Little Mosque on the Prairie and Lenten Disciplines: my By the Way Lenten meditation for today's Medicine Hat News

I’m sitting in the church during one of our Lenten Stillness times at St Barnabas. We open the church for an hour at noon on weekdays during Lent. A simple prayer service is said at 1215pm. The rest of the time is silent. People can come and go whenever is convenient. Everyone is welcome.
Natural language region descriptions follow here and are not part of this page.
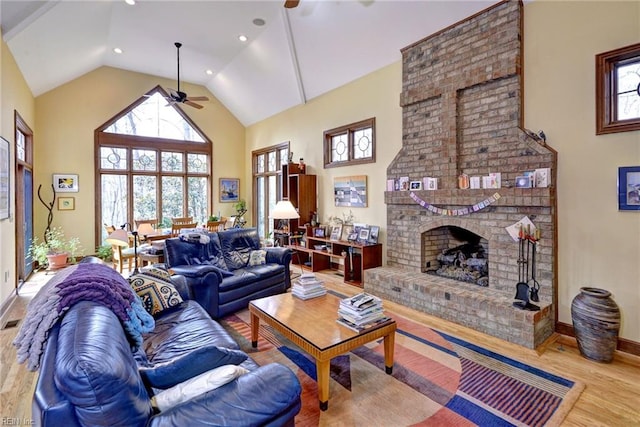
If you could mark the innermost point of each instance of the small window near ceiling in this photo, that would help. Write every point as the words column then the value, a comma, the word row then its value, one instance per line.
column 618, row 90
column 351, row 144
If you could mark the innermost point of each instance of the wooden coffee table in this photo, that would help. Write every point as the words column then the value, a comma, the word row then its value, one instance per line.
column 312, row 326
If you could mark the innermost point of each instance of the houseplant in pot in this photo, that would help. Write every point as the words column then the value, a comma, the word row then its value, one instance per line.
column 55, row 251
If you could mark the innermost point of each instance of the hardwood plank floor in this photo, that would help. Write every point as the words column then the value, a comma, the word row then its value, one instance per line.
column 611, row 396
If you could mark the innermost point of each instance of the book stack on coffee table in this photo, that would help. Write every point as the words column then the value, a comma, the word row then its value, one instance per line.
column 361, row 312
column 308, row 286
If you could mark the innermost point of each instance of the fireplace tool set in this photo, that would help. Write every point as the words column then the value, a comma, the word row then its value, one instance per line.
column 527, row 244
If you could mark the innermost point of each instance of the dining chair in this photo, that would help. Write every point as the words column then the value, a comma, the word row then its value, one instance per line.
column 175, row 228
column 120, row 254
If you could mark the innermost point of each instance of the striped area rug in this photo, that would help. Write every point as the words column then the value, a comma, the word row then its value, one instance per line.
column 438, row 380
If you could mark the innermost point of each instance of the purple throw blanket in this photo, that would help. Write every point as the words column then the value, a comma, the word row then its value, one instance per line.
column 80, row 282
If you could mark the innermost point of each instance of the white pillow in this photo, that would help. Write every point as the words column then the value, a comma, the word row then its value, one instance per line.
column 186, row 390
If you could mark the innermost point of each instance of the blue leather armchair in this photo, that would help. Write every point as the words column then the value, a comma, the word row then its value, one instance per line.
column 219, row 275
column 90, row 377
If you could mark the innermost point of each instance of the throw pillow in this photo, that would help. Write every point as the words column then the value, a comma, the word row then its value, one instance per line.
column 184, row 391
column 258, row 257
column 181, row 368
column 157, row 294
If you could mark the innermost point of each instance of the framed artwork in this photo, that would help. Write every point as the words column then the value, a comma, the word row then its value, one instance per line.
column 229, row 190
column 65, row 183
column 66, row 203
column 4, row 179
column 629, row 188
column 350, row 191
column 374, row 232
column 336, row 232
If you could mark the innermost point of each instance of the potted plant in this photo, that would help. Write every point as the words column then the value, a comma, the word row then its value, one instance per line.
column 55, row 250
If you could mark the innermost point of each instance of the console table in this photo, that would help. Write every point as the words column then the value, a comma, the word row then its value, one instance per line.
column 321, row 253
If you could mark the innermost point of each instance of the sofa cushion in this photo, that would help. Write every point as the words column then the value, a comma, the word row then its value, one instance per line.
column 258, row 257
column 95, row 369
column 155, row 289
column 202, row 383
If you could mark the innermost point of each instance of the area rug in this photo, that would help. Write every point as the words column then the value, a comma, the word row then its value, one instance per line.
column 437, row 380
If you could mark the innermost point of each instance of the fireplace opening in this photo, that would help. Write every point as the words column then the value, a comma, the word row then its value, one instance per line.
column 456, row 253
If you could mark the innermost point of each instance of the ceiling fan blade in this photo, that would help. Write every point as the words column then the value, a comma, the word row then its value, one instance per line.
column 193, row 104
column 197, row 98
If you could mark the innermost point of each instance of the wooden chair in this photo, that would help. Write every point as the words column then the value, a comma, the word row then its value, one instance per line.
column 175, row 228
column 216, row 225
column 120, row 254
column 184, row 220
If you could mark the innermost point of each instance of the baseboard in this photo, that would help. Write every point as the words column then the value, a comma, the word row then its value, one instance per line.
column 624, row 345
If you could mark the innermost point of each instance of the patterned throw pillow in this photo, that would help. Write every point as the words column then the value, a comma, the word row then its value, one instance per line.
column 257, row 257
column 155, row 289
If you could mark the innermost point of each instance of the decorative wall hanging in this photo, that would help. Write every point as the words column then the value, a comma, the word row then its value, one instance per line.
column 350, row 191
column 64, row 183
column 455, row 212
column 629, row 188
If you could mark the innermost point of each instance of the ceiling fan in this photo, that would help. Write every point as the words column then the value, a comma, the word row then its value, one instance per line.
column 177, row 96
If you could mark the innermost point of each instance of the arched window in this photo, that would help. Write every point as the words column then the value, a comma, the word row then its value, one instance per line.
column 152, row 162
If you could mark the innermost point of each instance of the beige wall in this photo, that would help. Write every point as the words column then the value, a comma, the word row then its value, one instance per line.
column 14, row 96
column 598, row 245
column 68, row 116
column 375, row 95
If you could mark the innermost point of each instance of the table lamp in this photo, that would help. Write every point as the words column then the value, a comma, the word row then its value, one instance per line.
column 120, row 237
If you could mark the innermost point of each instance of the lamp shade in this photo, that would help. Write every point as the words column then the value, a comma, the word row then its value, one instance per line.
column 284, row 210
column 119, row 238
column 145, row 229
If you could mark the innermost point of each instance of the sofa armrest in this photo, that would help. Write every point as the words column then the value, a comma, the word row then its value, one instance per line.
column 268, row 396
column 280, row 255
column 203, row 282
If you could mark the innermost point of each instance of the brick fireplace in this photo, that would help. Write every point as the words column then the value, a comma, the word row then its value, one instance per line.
column 462, row 114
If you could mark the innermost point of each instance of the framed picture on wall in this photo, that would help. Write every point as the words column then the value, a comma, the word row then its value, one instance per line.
column 229, row 190
column 65, row 183
column 629, row 188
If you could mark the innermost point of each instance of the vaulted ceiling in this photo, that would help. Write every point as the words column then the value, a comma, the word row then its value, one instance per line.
column 295, row 55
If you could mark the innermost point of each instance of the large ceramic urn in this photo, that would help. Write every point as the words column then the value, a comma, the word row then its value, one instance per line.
column 596, row 323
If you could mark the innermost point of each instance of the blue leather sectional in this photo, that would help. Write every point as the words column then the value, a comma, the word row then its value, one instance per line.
column 219, row 274
column 90, row 377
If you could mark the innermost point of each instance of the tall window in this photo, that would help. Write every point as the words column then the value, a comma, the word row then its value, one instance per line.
column 350, row 144
column 152, row 162
column 267, row 183
column 618, row 90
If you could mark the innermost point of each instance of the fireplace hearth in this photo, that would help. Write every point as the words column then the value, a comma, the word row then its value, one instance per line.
column 469, row 123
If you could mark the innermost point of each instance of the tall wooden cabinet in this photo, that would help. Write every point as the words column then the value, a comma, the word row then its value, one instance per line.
column 301, row 190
It’s beautiful. There is the deep sense of peace and of the Presence of the Lord. God has been worshipped here for over 120 years. I am surrounded by Bible stories told in the rich colours of the stained-glass windows. These windows remind me of the world’s original “operating system” and my need to have it restored in me through Jesus.

The prayer service includes a meditation focussing on one of those windows. Today it’s about Jesus praying in the Garden of Gethsemane.

Prayer is one of the classic “Lenten disciplines” along with self-examination, penitence, fasting, almsgiving and reading and meditating on the word of God.

Why bother with such old-fashioned practices? Something I heard in an episode of the CBC’s Little Mosque on the Prairie a couple of weeks ago made me think of a good reason.

Sarah Hamoudi, the contractor Yasir’s wife, decides to become a better Muslim by praying five times a day, including at her workplace. Her boss, Mayor Ann Popowicz, thinks Sarah is taking her religious observance too far. After all, “I’m a Christian,” the Mayor remarks, “but I don’t let it affect me.”

Oof! I’m a Christian and, if I’m honest, I have to admit there are areas in my life that I resist letting my Christian faith affect me, too.

That’s where the genius of the Lenten disciplines comes in. They are practical, trustworthy, Jesus-centred ways to let my Christian faith “affect” me so that God’s divine operating system can be fully restored in me.

1 comment:

  1. I wonder if the parody on the praise song, "It's all about you, Jesus" was conscious or subconscious. How sad that Bishop Schori replaces Jesus as the focus of any major decision concerning the future of the church.